Could you give us your rundown of LeoVegas’ Q4 financial report?
All in all, I think it was a really solid quarter. We managed to reach around 9% in growth and a 25% EBITDA margin for the quarter. But there was also a lot of innovation. I’m particularly proud of the LeoJackpot, which went live and is our own unique jackpot solution. It’s at €6m [$7.2m] at the moment. But there’s also our Open Banking solution, which is really good for the future and a strategy where we’re digging more into the food chain in this industry. So all in all a strong quarter and we had a positive update for January, too, so a lot of positive things going on right now.
LeoVegas mentioned in its report that Italy is now one of its top five markets. Exactly how has that been achieved, given the gambling advertising ban in Italy? There was a lot of concern from operators that this ban would impact performance.
Well, I think it’s a tribute to the team. We bought a company in Milan a few years ago and they’ve been working really hard to put us on the map in Italy, and at the forefront when it comes to our position on mobile there. I believe strongly in the product. Since we can’t do any marketing, the one with the best product will win the race, more or less. During lockdowns in Italy, people were shopping round for the best product online and the best product on mobile. They came across Leo and stayed. That’s essentially what’s happening now. We’re seeing a really good uptake in the Italian market.
Another market LeoVegas mentioned in its report was Germany, with the brand implementing a number of changes ahead of forthcoming regulation. This impacted revenue, but what exact changes did this involve?
The new German legislation will come into force in July this year. Ahead of that, they’ve come out with a series of implementations that need to be made. There are requirements that came out 15 October and the second set in December. These are things like a €1,000 monthly deposit limit, five seconds between spins and maximum stakes. All of these things impact the customer experience, I would say, but we managed to implement everything on time during October and December. That has impacted us substantially both in Q4 and in January.
More or less, we took the full hit of everything in January and found ourselves on new ground. Now we’re ready to grow from where we are today. We’ve also been transparent; we were around 50% to 60% down in Germany when it was the worst week, but we feel we hit the ground and we can take it from there.
Will you be facing the same in the UK with the new slot guidance and regulation put forward by the Gambling Commission?

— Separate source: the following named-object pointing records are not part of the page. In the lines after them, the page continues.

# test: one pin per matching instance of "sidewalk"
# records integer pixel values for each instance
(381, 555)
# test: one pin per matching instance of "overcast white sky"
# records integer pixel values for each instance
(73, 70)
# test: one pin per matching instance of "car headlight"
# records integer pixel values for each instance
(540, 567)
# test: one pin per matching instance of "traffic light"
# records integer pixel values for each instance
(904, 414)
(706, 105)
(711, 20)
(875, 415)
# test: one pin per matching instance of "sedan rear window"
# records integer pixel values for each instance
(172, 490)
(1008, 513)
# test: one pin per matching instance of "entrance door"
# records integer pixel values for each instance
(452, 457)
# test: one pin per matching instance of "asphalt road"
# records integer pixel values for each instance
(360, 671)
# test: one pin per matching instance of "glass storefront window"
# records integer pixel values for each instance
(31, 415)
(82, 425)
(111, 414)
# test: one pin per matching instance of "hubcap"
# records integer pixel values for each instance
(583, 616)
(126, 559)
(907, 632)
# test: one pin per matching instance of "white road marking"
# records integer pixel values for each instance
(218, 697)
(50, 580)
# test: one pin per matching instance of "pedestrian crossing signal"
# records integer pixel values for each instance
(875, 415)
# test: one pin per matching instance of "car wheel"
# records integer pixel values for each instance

We are waiting for what’s coming out of the UK, and there’s a lot of talk and some rumours at the moment. We’ll see what happens. To some extent we’ve already implemented some measures at LeoVegas, at least. But, yes, it will most likely have some kind of impact on the market when it’ll be disclosed.
That’s a trend you’ve already referred to, with LeoVegas’ report saying all core markets except Sweden and the UK enjoyed double-digit Q4 growth year-on-year. How did LeoVegas perform in Sweden for Q4?

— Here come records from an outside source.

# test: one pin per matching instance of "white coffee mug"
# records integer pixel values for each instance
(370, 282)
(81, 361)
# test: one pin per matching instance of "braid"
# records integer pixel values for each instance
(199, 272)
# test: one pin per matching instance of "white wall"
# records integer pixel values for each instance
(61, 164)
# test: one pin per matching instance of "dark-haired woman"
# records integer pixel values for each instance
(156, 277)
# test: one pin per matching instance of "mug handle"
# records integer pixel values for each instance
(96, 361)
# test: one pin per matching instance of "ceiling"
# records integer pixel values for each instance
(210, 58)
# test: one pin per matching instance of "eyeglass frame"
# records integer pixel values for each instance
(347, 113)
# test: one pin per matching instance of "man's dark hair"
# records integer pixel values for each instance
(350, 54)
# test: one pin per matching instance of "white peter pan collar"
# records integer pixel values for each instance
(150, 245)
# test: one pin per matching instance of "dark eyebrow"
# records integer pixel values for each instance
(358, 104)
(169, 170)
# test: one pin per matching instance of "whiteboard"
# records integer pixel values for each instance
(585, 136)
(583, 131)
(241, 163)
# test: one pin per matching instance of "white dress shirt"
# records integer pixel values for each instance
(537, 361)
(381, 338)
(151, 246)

I think given everything that’s going on in Sweden, we’re doing okay – or well. We’ve been growing sequentially, month-on-month, in the Swedish market for five or six months. So that’s a good sign. And there are a lot of things going on in the Swedish market as well. But very high up on the prioritisation from the Government is to implement B2B licences, to protect the channelisation in Sweden, which is very low. It’s around 75%, so there is a black market of 25% in Sweden right now, which is huge. That’s a failure for the new legislation here, because they said one of the goals or milestones for them was to have channelisation above 90%. But they have acknowledged that and are working on it, so that’s a good sign.
You mention sequential growth but how are you impacted in terms of year-on-year performance, given the lower channelisation?

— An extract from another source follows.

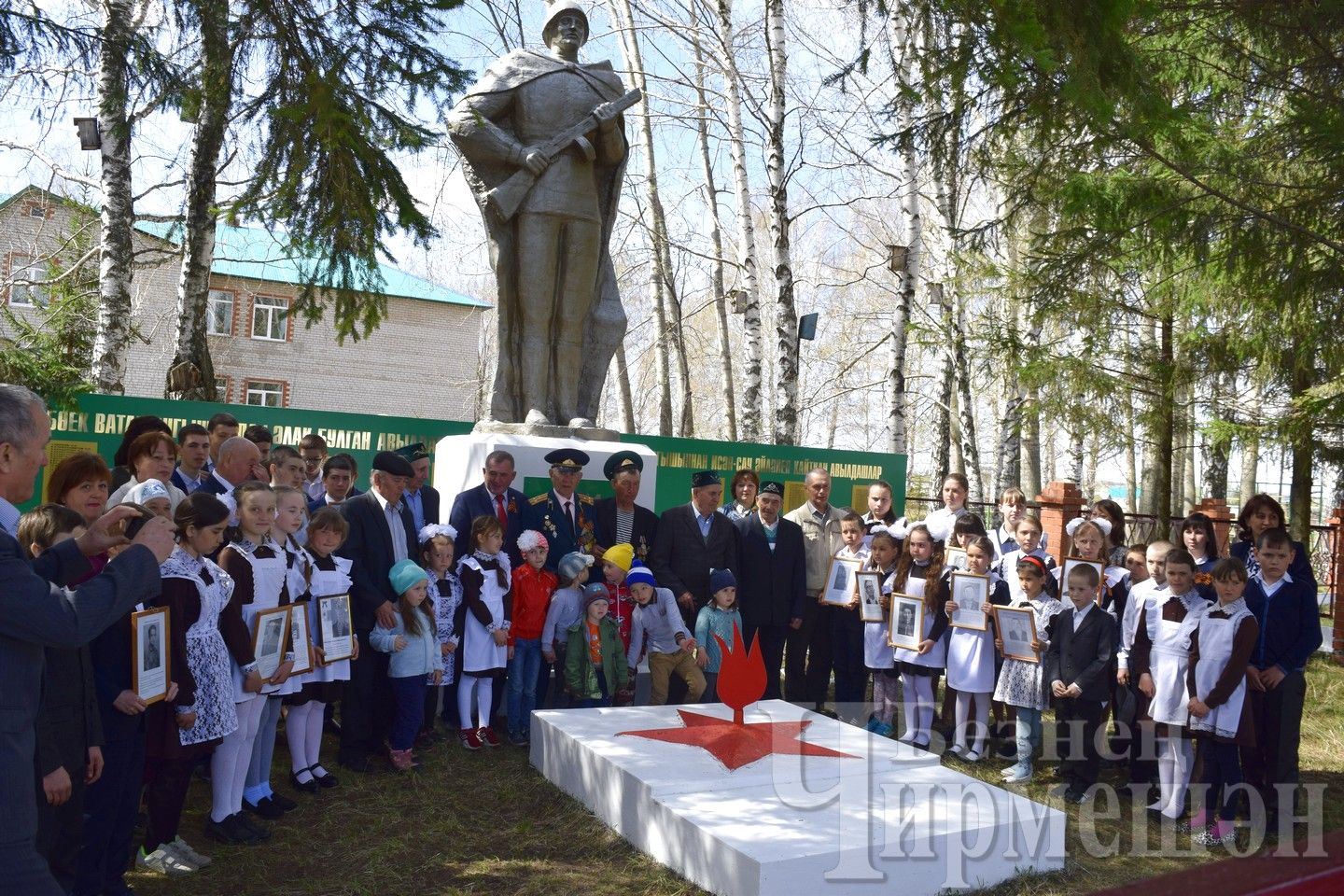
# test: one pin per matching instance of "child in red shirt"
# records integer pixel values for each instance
(532, 590)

I can tell you that if there weren’t any unlicensed operators, then of course LeoVegas would have grown a lot better. Because we have a really strong brand, we are the strongest brand in Sweden when it comes to casino, and a great product suitable for the Swedish market. We’ve been here for nine years so, of course, it would have looked even better if it wasn’t for the channelisation and unlicensed operators. But again, the Government and other stakeholders are working on that.
Has there been any significant recent progress from the Swedish Government?
There’s been some talk in the media and some discussions going on, and I know from inside knowledge that this is high up on the Swedish Gambling Authority’s agenda. I know they are working on it, which is good. It has to do with trust as well. If the new legislation is going to be trustworthy, they need to address the issue that channelisation is 75% and not 90%, which was their goal. It’s quite far off.
Looking at overall performance and all of LeoVegas’ markets, what are your projections for the year ahead?
Well, we will continue to innovate. There will be more really good innovation like the LeoJackpot and Open Banking, which will change a lot of things for us long term. We will continue to enter new markets, with a couple of new ones during the year. And we will continue to improve our products, conversion rates, and the customer experience towards the journey of ‘king of casino.’